The importance of high folate status in patients at risk for B12 deficiency is that it may mask hematologic abnormalities, delay diagnosis, and thus increase risk for neurological complications (17). Our subject had high serum levels of folic acid (Table 1) while consuming a regular diet and not taking supplements of a multivitamin or folic acid. The foods naturally rich in folate include leafy green vegetables, spinach, turnip greens, citrus fruits, dried beans, and peas (http://www.nal.usda.gov/fnic/cgi-bin/nut_search.pl). Furthermore, in 1996 the Food and Drug Administration, in an initiative to reduce the incidence of congenital neural tube defects, published regulations requiring fortification of several foods with folate (18). This practice has been credited for the recent US population-wide increase in serum folate levels (19). Patients with atrophic gastritis, a disorder predisposing to SBBO, also have elevated serum levels of folate (20). Bacterially derived folate and related metabolites are readily assimilated from the upper gastrointestinal tract and may be detected in urine (21). Thus, SBBO can be credited for synthesis of folic acid that is bioavailable to the human host. Our subject had no hematologic abnormalities at the time that his B12 deficiency was diagnosed, but serum folate was not measured. It is possible that hematologic changes of B12 deficiency were masked by a high folate status from increased dietary intake and SBBO. The frequency of masked hematologic abnormalities of B12 deficiency in this era of increased dietary intake and serum levels of folate is unknown. This underscores the importance of measuring MMA and not relying on hematologic indices when evaluating B12 status in patients with SBS.

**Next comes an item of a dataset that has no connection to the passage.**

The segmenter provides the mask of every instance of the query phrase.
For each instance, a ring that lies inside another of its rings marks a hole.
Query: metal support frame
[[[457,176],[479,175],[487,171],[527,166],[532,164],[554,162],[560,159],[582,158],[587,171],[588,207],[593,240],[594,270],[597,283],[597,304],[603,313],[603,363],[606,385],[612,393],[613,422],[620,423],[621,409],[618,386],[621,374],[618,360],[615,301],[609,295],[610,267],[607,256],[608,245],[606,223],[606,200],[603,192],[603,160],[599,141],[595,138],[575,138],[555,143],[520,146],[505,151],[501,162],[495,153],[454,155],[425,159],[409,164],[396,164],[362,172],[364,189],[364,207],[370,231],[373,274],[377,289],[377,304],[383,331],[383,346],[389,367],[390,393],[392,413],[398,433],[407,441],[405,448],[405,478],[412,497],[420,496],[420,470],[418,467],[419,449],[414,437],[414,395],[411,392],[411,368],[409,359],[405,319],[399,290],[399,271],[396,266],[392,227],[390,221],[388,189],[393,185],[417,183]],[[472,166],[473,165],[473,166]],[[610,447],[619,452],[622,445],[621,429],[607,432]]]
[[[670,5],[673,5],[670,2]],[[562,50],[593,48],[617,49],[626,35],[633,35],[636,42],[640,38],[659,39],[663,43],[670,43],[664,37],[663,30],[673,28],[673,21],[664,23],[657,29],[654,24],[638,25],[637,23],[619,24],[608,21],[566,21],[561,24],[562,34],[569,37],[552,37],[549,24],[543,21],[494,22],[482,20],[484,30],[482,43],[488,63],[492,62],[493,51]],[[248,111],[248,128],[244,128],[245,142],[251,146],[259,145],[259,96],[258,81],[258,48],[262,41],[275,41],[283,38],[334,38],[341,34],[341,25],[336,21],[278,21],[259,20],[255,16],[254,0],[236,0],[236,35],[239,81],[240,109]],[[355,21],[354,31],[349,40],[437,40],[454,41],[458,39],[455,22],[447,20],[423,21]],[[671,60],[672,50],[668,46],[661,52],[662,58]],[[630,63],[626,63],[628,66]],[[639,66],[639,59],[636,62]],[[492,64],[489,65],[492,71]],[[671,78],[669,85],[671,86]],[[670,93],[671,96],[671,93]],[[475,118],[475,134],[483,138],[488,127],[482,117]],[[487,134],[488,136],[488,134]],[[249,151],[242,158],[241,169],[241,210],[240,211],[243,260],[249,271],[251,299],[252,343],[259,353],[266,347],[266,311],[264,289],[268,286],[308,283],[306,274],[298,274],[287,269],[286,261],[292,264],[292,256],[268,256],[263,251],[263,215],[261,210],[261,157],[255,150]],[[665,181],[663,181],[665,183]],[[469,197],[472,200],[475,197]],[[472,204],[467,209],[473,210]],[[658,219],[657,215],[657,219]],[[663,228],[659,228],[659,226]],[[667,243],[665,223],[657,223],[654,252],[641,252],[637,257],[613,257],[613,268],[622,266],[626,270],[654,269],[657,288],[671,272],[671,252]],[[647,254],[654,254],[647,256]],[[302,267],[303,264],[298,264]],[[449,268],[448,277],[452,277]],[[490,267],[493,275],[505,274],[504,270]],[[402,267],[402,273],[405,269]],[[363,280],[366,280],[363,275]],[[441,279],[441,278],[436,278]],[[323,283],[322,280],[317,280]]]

Elevated MMA is a helpful confirmatory diagnostic test in patients with decreased or low normal serum levels of vitamin B12(2). We have presented a clinical scenario highlighting other potential sources of elevated MMA that need to be considered during assessment of vitamin B12 status. Intestinal flora should be considered among the causes of persistently elevated MMA despite adequate B12 therapy in patients with SBS.